Pourquoi Lost Funéraire
Le rapatriement international est notre métier principal, pas une prestation annexe. Nous organisons chaque année des transferts vers l'Afrique de l'Ouest, les Comores, Madagascar, les Antilles, La Réunion, l'Europe et le Canada. Un interlocuteur unique suit votre dossier, du premier appel jusqu'à la remise du défunt à la famille.
Lost Funéraire — 54 rue George, Marseille. 24h/24, 7j/7 : 06 58 65 50 46. WhatsApp international : +33 6 58 65 50 46.
FAQ
Faut-il un laissez-passer mortuaire pour la Côte d'Ivoire ?

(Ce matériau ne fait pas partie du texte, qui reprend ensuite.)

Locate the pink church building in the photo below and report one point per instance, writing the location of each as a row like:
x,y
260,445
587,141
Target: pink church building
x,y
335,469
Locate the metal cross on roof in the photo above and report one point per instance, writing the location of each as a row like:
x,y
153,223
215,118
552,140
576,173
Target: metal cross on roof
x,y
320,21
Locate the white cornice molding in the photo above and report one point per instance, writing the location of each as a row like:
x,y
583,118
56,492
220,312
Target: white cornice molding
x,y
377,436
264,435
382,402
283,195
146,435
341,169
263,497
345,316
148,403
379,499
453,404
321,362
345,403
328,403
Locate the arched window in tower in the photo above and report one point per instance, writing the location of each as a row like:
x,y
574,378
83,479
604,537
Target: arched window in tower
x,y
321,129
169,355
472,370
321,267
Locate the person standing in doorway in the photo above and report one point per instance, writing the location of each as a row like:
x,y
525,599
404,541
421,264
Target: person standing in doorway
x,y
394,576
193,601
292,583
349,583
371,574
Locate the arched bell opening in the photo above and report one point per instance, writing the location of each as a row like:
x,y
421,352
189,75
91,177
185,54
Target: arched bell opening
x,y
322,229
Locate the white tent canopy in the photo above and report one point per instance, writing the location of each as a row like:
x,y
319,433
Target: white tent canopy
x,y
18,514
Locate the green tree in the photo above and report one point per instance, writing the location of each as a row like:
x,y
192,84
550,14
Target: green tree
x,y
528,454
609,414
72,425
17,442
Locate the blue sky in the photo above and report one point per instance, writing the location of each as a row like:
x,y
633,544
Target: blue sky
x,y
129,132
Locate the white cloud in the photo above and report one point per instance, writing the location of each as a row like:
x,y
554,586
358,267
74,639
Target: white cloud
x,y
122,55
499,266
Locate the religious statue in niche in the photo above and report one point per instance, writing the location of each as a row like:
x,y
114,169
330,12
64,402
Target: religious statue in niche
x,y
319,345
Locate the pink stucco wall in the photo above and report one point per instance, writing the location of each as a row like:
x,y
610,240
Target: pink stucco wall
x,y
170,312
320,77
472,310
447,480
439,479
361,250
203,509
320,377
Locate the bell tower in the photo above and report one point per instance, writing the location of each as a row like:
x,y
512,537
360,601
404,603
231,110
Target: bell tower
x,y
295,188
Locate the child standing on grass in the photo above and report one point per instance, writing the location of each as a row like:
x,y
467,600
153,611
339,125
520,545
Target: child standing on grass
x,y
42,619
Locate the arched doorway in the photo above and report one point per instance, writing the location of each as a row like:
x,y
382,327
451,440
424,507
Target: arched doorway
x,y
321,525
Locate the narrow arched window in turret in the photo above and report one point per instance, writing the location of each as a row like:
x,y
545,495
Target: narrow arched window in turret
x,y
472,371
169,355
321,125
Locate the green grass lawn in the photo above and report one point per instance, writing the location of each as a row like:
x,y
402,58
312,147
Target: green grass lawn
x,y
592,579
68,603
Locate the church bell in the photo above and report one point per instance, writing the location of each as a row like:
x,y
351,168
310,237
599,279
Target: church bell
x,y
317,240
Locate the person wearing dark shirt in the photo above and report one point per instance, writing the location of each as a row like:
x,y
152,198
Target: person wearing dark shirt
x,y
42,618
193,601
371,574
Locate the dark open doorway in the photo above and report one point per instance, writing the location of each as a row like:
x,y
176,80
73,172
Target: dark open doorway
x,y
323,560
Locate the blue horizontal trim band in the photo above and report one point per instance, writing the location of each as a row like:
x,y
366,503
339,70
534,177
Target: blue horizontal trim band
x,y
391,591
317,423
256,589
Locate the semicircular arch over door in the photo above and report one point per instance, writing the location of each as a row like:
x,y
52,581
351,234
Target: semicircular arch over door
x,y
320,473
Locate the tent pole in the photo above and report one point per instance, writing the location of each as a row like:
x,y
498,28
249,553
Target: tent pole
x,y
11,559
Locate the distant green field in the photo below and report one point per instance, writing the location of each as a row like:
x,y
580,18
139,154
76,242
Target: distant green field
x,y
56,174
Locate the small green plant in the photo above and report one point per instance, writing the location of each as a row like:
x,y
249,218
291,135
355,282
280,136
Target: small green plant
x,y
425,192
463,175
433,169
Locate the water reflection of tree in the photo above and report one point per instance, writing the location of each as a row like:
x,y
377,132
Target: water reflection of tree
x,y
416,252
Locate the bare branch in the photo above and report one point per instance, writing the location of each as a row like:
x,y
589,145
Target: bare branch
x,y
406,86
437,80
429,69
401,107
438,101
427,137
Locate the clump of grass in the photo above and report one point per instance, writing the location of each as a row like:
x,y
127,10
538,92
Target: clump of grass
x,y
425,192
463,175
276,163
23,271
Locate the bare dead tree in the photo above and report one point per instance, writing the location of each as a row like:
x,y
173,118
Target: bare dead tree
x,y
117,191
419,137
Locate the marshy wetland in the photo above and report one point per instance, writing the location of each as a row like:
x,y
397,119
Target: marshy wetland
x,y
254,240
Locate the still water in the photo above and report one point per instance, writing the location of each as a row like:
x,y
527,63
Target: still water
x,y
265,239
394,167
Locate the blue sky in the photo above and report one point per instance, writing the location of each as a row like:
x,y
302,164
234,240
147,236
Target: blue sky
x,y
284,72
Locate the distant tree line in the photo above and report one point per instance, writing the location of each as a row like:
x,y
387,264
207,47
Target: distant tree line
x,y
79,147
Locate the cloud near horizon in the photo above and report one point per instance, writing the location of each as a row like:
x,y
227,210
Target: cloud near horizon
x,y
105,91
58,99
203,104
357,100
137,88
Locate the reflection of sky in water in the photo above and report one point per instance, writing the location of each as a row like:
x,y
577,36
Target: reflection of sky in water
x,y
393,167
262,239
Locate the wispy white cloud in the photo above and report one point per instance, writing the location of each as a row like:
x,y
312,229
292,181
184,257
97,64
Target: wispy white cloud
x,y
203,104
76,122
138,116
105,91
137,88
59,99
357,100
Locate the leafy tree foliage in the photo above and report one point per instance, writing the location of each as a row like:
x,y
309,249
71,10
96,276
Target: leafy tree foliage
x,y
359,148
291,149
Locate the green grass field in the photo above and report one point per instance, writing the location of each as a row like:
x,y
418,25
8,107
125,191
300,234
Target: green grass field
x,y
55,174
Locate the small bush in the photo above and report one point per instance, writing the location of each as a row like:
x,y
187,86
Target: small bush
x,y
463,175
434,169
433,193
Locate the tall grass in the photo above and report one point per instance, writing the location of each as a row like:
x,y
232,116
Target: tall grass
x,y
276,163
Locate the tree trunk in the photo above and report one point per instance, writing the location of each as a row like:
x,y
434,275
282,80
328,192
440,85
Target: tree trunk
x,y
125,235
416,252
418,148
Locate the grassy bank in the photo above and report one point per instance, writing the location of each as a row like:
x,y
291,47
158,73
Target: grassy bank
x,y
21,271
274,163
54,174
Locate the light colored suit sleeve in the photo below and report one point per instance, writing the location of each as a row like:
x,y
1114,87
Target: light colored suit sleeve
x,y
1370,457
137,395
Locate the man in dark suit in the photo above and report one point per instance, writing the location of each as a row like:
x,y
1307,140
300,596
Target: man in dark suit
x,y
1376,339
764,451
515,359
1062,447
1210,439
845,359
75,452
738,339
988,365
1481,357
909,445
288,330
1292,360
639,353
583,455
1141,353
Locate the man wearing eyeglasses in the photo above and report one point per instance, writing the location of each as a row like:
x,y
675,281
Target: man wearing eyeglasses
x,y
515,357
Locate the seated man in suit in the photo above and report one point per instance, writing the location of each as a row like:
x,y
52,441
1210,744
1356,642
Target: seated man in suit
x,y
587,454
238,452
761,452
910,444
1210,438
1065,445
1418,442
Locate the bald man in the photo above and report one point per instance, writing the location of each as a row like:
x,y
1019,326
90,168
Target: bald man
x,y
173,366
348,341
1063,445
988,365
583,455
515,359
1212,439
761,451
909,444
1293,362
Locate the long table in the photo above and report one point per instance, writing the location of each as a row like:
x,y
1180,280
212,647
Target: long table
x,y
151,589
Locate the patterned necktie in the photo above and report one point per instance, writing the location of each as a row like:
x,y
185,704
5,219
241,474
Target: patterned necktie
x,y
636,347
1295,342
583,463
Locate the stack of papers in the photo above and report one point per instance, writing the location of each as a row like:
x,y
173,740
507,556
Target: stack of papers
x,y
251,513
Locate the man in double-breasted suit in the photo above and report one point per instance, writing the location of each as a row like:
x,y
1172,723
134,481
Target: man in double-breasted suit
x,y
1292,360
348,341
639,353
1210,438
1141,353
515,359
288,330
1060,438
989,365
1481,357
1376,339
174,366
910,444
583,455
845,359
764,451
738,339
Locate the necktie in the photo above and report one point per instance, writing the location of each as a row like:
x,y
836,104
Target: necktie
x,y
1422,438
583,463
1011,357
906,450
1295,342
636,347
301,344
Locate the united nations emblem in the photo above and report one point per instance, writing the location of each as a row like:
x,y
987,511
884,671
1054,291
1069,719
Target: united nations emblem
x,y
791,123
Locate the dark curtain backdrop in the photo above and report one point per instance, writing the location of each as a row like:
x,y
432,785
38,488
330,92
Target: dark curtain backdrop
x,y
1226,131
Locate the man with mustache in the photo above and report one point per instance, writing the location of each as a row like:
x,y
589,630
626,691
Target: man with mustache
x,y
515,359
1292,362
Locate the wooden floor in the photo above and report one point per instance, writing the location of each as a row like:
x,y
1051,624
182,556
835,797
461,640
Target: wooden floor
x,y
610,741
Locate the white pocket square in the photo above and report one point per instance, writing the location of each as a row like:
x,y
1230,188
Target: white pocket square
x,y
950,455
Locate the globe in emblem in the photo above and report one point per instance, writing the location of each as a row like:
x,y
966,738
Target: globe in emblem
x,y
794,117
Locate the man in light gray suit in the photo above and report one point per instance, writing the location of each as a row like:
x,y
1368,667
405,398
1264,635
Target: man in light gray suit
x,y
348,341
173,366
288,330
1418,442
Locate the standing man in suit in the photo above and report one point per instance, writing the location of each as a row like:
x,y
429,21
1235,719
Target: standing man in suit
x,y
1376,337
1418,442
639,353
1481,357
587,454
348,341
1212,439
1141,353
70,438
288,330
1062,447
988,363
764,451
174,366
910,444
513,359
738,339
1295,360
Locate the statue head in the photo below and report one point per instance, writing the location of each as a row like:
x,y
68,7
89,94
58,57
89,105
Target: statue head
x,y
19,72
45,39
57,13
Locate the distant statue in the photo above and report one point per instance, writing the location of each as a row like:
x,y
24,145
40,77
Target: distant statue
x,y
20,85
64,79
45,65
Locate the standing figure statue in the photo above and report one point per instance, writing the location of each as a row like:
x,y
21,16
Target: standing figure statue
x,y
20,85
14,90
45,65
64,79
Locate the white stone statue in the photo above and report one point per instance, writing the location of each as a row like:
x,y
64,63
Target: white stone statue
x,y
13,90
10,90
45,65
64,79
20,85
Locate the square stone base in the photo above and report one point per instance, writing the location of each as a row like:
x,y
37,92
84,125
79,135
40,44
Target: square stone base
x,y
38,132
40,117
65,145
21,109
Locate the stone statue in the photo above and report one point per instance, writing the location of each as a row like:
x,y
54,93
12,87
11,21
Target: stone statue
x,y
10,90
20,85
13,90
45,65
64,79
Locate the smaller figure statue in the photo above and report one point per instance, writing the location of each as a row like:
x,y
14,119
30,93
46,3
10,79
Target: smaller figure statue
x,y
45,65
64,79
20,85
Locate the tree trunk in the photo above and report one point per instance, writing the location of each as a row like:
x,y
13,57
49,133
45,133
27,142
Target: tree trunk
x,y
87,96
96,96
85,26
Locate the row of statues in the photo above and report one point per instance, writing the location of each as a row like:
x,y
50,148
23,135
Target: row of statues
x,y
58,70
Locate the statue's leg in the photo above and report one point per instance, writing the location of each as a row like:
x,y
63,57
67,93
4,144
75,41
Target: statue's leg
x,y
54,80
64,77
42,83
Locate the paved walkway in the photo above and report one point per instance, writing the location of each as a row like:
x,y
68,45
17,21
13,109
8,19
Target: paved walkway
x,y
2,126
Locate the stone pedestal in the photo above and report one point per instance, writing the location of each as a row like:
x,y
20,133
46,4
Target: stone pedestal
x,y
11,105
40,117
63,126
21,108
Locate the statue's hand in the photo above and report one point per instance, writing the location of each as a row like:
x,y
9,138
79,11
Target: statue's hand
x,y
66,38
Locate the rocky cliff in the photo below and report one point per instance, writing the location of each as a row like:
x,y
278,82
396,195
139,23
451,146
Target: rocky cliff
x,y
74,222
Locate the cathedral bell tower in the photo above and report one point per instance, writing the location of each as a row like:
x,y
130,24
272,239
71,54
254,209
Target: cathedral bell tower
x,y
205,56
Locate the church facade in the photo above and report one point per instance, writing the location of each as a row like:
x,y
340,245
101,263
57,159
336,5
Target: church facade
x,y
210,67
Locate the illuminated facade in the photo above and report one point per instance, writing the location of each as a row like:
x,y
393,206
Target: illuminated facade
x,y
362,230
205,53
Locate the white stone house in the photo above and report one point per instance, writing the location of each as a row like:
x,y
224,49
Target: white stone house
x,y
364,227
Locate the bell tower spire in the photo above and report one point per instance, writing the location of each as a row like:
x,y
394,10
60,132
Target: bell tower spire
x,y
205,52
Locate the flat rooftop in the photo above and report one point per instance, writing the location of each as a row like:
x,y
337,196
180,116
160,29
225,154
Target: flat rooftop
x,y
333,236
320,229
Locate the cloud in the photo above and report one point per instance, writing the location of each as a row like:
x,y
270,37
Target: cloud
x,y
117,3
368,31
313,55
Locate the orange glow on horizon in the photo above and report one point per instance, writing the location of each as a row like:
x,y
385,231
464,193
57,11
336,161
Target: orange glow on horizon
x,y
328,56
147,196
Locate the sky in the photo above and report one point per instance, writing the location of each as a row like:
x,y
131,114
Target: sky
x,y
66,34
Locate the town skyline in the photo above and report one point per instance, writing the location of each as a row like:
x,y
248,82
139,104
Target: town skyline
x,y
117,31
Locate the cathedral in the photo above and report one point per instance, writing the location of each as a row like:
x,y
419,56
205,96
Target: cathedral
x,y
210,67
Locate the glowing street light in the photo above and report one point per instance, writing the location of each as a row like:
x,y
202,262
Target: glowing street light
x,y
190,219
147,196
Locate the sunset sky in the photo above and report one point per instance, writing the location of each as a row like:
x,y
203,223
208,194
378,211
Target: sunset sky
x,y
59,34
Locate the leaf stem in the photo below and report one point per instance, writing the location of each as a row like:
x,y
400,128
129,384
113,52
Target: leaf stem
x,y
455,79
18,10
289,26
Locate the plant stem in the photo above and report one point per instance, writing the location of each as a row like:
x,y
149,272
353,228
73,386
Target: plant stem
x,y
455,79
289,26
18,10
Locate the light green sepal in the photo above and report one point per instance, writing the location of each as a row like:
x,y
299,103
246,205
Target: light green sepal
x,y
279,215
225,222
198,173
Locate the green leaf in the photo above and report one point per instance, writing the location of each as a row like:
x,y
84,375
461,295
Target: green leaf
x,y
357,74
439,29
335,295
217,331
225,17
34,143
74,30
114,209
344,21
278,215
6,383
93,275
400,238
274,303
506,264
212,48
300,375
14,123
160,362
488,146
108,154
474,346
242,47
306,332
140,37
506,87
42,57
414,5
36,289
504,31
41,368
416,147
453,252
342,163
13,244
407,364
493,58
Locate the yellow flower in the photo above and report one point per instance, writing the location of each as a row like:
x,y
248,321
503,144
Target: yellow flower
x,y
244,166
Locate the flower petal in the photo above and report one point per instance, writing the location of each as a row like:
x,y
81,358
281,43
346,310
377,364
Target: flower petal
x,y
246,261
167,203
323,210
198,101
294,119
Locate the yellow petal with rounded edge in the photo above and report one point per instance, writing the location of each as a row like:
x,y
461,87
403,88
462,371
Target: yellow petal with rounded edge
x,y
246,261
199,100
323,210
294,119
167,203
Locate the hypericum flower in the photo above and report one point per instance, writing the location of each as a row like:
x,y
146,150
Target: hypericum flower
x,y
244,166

La Côte d'Ivoire n'étant signataire ni de Berlin ni de Strasbourg, le transport repose sur un arrêté préfectoral d'autorisation de transport de corps délivré par la préfecture des Bouches-du-Rhône, complété par le visa du consulat de Côte d'Ivoire.
Où se trouve le consulat de Côte d'Ivoire compétent depuis Marseille ?
À Marseille même, 33 boulevard Ferdinand-de-Lesseps, dans le 14e arrondissement. C'est un avantage sensible sur les délais, comparé aux destinations dont le poste consulaire est à Paris.
L'apostille suffit-elle pour les documents ?
Non. La Côte d'Ivoire n'est pas partie à la convention de La Haye. Les actes doivent être légalisés,formalité assurée par le notariat depuis le 1er septembre 2025 puis surlégalisés par le consulat ivoirien.
Des soins de conservation sont-ils nécessaires ?
Cela dépend de la confession de la famille et du calendrier des funérailles. Ils ne sont pas pratiqués pour un défunt musulman ; ils sont en revanche souvent recommandés lorsque les funérailles au village sont différées.
Combien de temps faut-il compter ?
Six à dix jours dans un dossier standard. Si les funérailles sont programmées au-delà du délai légal de quatorze jours, nous déposons d'office une demande de dérogation préfectorale.
Peut-on organiser une veillée à Marseille avant le départ ?
Oui. Nous mettons notre salle à disposition pour un temps de recueillement avant la mise en bière, qu'il s'agisse d'une veillée chrétienne ou d'une toilette rituelle musulmane.